The mastiffs come sniffing up to me and I let the big male smell my hand.
How could I have so misjudged her? My editor at the paper had called her a loose cannon and told me I better learn how to duck because you never know in which direction she will go off.
She is ready to cry. “Please, come inside, you must meet Anthony.”
“You make it sound like I’ve dropped in for a bit of tea. Did you happen to notice that I have been kidnapped by thugs who kill people with ice picks and a madwoman who wants my blood?”
“Get inside,” Burke snaps.
“Come, please,” Hailey begs me.
She reaches for me and I brush away her hand. With nowhere to run or hide, I reluctantly follow her into the coach house.
The main room, large enough to park two large coaches, has been made into a research laboratory. A long table in the center has microscopes, test tubes, Petri dishes, Bunsen burners, surgical instruments—the tools of the trade by researchers in the biological sciences. I suspect that Dr. Pasteur’s laboratory in Paris isn’t much different except for one thing: I see many glass containers filled with a deep red liquid that I’m certain is blood.
A chimpanzee is lying on its back, tied down to a table, with tubes to its throat.
“It’s sedated,” Hailey says.
“The whole bunch of you should be sedated. I’m sure the poor thing would rather be dead than live through the horrible things you’re doing to it.”
I wince when I see more chimps in cages. I wish I could free them.
“Anthony does research with chimpanzees because Darwin says we are descended from apes
.”
“Where is my cage?”
Tears run down her face and her features twist as she quietly sobs.
I’m not in a forgiving mood. “Those can’t be real tears for me, the people your friends have killed, or these poor creatures.
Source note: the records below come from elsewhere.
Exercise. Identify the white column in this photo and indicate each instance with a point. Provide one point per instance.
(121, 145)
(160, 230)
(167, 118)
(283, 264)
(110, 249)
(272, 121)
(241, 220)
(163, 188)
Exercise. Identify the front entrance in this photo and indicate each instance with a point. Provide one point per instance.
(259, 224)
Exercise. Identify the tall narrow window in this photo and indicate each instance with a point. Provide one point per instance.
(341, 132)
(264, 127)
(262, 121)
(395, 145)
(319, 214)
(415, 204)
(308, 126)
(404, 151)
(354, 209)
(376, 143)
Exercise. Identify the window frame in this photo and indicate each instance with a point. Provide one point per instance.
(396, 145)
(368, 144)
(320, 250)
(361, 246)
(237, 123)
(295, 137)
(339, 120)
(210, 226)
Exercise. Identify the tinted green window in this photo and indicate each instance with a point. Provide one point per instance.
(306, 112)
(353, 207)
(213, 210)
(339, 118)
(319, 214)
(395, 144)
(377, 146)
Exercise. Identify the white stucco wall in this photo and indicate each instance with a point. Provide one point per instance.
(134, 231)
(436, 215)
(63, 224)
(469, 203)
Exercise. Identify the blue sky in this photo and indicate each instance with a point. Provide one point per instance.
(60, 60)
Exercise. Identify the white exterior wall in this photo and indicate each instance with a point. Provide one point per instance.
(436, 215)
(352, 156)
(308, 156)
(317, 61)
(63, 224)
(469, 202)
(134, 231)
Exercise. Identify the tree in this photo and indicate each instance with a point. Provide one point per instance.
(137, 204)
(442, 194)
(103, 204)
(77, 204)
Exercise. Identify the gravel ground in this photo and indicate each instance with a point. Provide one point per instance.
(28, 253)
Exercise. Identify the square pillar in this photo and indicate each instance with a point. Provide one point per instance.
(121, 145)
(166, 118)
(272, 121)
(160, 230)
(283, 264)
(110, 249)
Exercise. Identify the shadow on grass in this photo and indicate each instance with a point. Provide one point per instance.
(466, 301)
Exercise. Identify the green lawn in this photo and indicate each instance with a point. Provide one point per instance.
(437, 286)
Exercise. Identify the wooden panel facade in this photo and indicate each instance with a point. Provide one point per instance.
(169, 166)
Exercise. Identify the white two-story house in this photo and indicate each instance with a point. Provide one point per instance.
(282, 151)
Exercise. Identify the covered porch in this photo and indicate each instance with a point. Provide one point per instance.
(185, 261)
You know why they call your kind of crying crocodile tears? Crocodiles shed tears when they are eating their victims. I’m just another victim to be devoured.”
“No, Nellie, you have to understand, Anthony is taking his research where no one else has ever gone before.”
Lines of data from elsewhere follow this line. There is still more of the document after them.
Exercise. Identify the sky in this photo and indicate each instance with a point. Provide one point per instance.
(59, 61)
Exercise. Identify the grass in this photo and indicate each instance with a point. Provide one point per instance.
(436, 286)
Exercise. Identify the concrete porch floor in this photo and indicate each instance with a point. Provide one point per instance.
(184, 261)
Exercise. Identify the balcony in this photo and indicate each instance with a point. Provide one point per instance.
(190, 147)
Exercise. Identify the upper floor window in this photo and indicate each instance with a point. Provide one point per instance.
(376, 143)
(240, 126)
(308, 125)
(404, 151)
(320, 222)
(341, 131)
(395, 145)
“Has it occurred to you what he’s doing is criminal?”
“He’s doing work that will go down in history.”
“I’m sure he will. Right beside Jack the Ripper.”
“Nellie, I thought if anyone would understand it would be you. You have such an imagination and are so daring. You’ve seen with your own eyes what Dr. Pasteur has accomplished with research.”
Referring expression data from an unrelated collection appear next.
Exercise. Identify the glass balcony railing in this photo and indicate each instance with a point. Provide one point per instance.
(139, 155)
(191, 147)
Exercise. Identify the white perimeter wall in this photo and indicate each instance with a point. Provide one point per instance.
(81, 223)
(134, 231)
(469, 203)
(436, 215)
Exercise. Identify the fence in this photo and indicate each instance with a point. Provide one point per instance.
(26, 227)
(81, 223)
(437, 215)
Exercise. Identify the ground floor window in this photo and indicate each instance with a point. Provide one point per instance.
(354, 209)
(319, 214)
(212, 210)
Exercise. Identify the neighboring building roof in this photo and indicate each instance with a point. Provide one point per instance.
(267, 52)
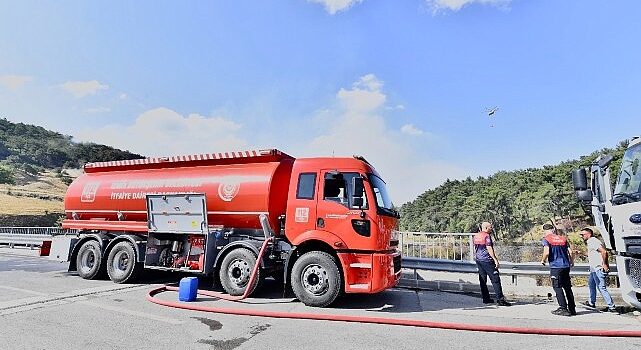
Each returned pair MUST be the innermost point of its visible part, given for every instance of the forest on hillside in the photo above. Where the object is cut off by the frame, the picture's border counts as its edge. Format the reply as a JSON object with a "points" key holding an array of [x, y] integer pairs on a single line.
{"points": [[31, 149], [515, 201]]}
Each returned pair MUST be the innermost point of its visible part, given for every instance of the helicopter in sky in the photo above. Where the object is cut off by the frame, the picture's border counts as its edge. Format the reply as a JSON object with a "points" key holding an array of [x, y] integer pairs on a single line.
{"points": [[490, 114]]}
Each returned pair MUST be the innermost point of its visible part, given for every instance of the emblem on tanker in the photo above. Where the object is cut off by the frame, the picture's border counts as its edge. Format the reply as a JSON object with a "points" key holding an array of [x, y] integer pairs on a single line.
{"points": [[89, 192], [227, 190]]}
“Pasteur saves lives. He doesn’t take them away to give vain women beauty treatments.”
“You’re wrong on two counts.”
The pronouncement comes from behind me and I spin around to face the man who spoke the words.
Anthony Lacroix.
He is slender, with thin blond hair combed straight back, narrow features, and emerald green eyes that focus on you, with an intense, fixed gaze that is almost an impolite stare.
His fervent features convey the impression of determination. But there is also the hint of a bad temper and a handsome fragility to him, the sort that would make him a mother’s favorite and cause her to open her purse strings for him even when he misbehaves.
Exhaustion shows on his face, as if he has been operating at a super speed for a long period and is on the edge of collapse.
“Dr. Pasteur has saved lives by developing rabies and anthrax vaccines,” he says, “but those discoveries came at the expense of others who were infected with the diseases by bad doses of the medicine before the process became a success. The same is true about smallpox and other maladies. The cures served the common good at the expense of a few.”